CPU consumption in Unix/Linux operating systems are studied using 8 different metrics: User CPU time, System CPU time, nice CPU time, Idle CPU time, Waiting CPU time, Hardware Interrupt CPU time, Software Interrupt CPU time, Stolen CPU time. In this article let us study about ‘User CPU time’.

What is ‘user’ CPU time?
In order to understand ‘User CPU Time’, one should understand ‘System CPU time’ as well, since they go hand in hand. User CPU time is the amount of time the processor spends in running your application code.
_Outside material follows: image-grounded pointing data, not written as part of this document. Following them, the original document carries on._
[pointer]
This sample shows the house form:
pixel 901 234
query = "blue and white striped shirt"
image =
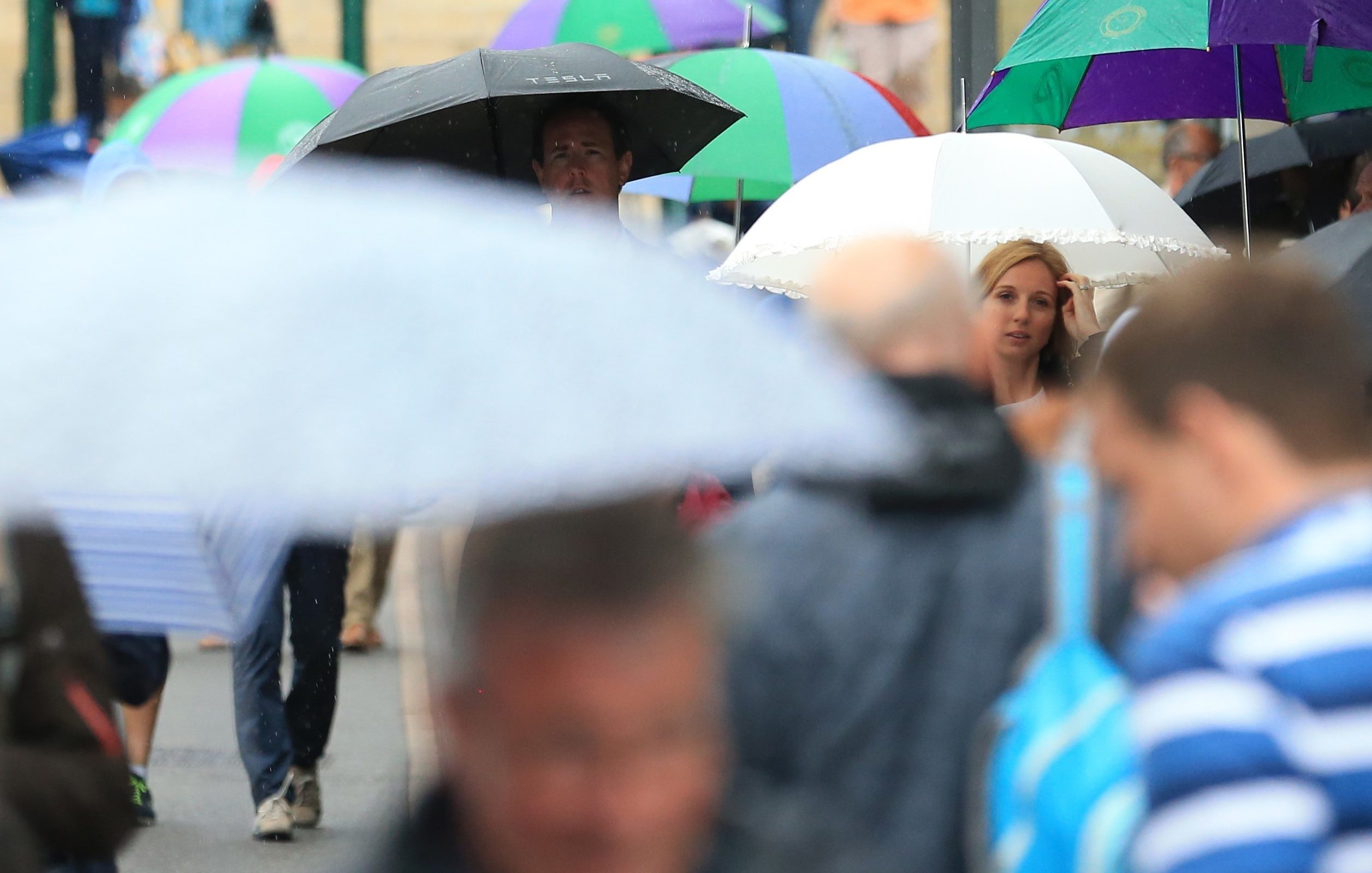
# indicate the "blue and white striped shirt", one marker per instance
pixel 1255 706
System CPU Time is the amount of time the processor spends in running the operating system(i.e., kernal) functions connected to your application. Let’s say your application is manipulating the elements in an array; then, it will be accounted as ‘User’ CPU time. Let’s say your application is making network calls to external applications. To make network calls, it has to read/write data into socket buffers which is part of the operating system code. This will be accounted as ‘System CPU’ time.

How to find ‘user’ CPU time?
User CPU time can be found from the following sources:

a. You can use web-based root cause analysis tools like yCrash to report ‘user’ CPU time. Tool is capable of generating alerts if ‘user’ CPU time goes beyond the threshold.
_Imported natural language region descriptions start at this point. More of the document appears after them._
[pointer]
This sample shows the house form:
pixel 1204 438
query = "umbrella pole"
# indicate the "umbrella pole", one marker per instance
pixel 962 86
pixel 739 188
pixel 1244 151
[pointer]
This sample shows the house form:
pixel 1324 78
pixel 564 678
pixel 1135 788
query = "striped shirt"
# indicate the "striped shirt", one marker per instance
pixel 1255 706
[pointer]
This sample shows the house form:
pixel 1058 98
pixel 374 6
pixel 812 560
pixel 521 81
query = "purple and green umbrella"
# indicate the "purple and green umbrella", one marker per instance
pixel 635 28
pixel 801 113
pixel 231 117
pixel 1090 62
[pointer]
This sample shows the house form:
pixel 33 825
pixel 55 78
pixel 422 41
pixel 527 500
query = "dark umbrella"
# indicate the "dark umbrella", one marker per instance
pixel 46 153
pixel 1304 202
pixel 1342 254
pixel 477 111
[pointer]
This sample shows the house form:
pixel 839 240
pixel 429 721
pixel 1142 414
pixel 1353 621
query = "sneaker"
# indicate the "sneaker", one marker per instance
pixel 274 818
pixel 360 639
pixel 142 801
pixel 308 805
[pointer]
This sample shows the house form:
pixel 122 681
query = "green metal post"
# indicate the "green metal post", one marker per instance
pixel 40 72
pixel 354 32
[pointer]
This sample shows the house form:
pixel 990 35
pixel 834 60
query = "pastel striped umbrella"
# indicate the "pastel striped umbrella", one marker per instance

b. ‘user’ CPU time is also reported in the Unix/Linux command line tool ‘top’ in the field ‘us’ as highlighted in the below image.



Fig: ‘user’ time in top

How to simulate high ‘user’ CPU time?
To simulate high ‘user’ CPU reporting let’s use BuggyApp. BuggyApp is an open source java project which can simulate various sort of performance problems. When you launch BuggyApp with following arguments, it will cause the ‘user’ CPU consumption to spike up on the host.
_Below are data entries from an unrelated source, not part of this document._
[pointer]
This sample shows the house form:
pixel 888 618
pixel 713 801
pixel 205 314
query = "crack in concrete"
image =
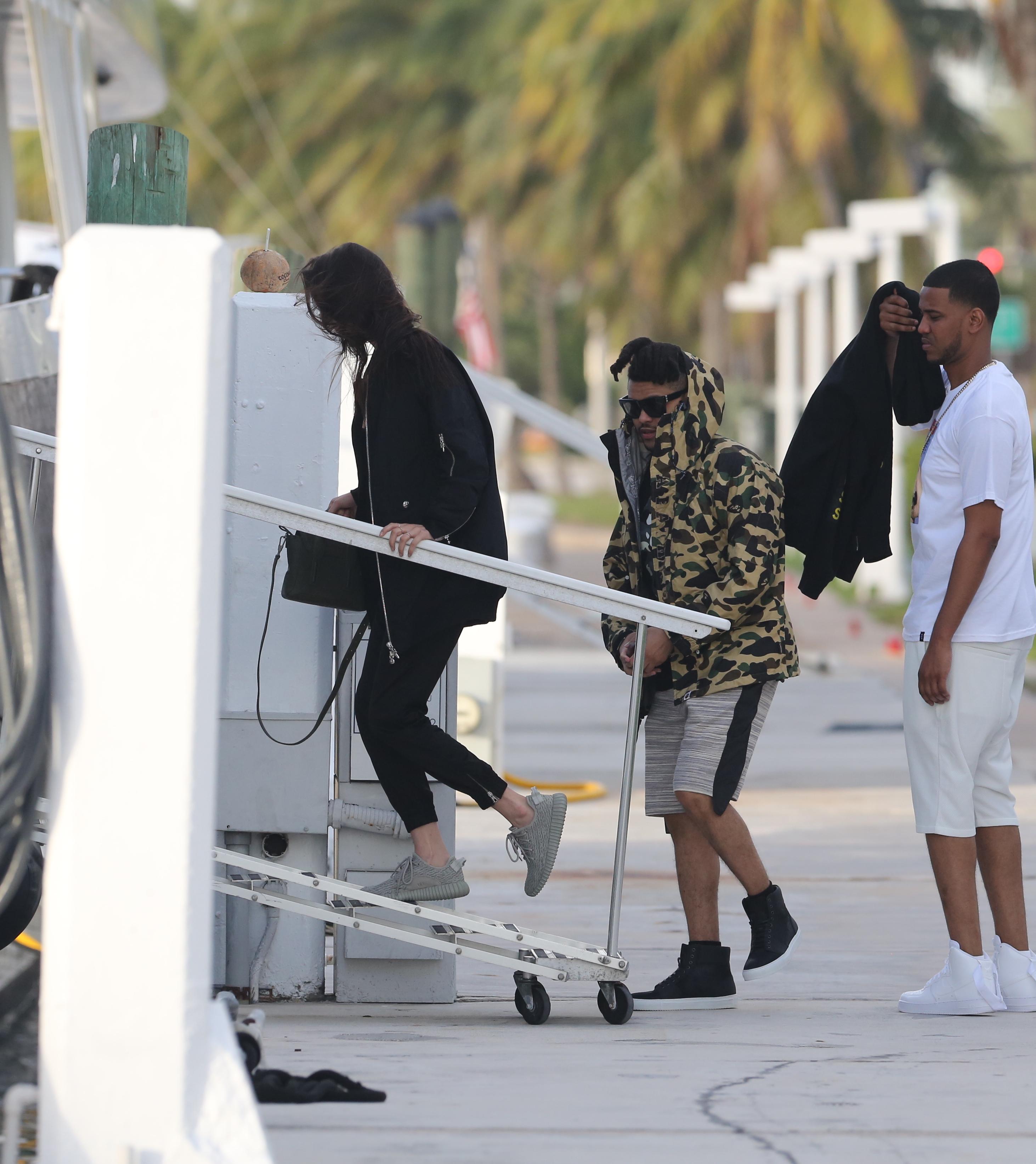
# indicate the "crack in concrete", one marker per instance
pixel 708 1098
java -jar buggyApp.jar PROBLEM_CPU



Fig: You can see the user CPU time spike up to 99%

Now let’s see the source code in the BuggyApp which is causing the ‘user’ CPU time to spike up.
public class CPUSpikeDemo {
 
	public static void start() {
 
		new CPUSpikerThread().start();
		new CPUSpikerThread().start();
		new CPUSpikerThread().start();
		new CPUSpikerThread().start();
		new CPUSpikerThread().start();
		new CPUSpikerThread().start();
		System.out.println("6 threads launched!");
	}
}
 
 
public class CPUSpikerThread extends Thread {
 
	@Override
	public void run() {
 
		while (true) {
 
			doSomething();
		}
	}
 
	public static void doSomething() {
		// Does nothing
	}	
}

Here you can see that BuggyApp is launching 6 ‘CPUSpikerThread’ in the ‘CPUSpikeDemo’ class. You can notice that ‘CPUSpikerThread’ is going on an infinite while loop and invoking the ‘doSomething()’ function again and again. This doSomething() method doesn’t do anything.

Thus If threads keep looping infinitely on the application-level code then ‘user’ CPU time will start to spike up.

How to resolve high ‘user’ CPU time?

1. Short-term/Tactical solution is to restart the high CPU consuming process.
2. Strategic/Permanent solution is to identify lines of code in the application that is causing the CPU to spike up using root cause analysis tools like yCrash and fix it.
3. If CPU consumption is consistently (i.e., 24 x 7) high, then it could be indicative that you are running short of compute capacity. In such circumstances, you can do couple of things:
a. Upgrade the capacity of your device. May be move to better EC2 instance (if you are in cloud environment).

b. Reduce the number of processes running on that device.

c. Try adding more devices (i.e. EC2 instances) to your application pool, so that your work load can get distributed.